Schemes like Voronoi tesselation are used for solving differential equations. They have good geometric properties for that. But here there is a particular issue. There are many months of data, and stations drop in and out of reporting. It's laborious to produce a new mesh for each month, and Voronoi-type tesselations can't be easily adjusted.
Binary tree schemes
I've developed schemes based on rectangle splitting, which lead to a binary tree. The 360x180 lon/lat rectangle is divided along the mean longitude of stations. Then the rectangle with longest side is divided again, along the lat or lon which is the mean for stations in that rectangle. And so on, but declining to divide when too few stations would remain in one of the fragments. "Too few" means 2 at the moment, but could be refined according to the length of observations of the stations. There's also a minimum area limit.

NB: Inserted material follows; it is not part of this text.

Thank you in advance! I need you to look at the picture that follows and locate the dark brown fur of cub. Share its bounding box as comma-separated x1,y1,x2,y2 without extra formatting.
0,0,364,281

That's done at the start. But as we go through month by month, some of those rectangles are going to have no data. That's where the binary tree that was formed by the subdivision comes in. It is the record of the divisions, and they can be undone. The empty cell is combined with the neighbor from which it was most recently split. And, if necessary, up the tree, until an expanded cell with data is found.
WeightsIn binary tree terminology, the final set of rectangles after division are the leaves, and adding a notional requirement that for each month each cell must contain data leads to some pruning of the tree to create a new set of leaves, each being a rectangle with at least one data point. Then the inverse density estimate is formed as before - the cell area divided by the number of data. Those are the weights for that month for each cell.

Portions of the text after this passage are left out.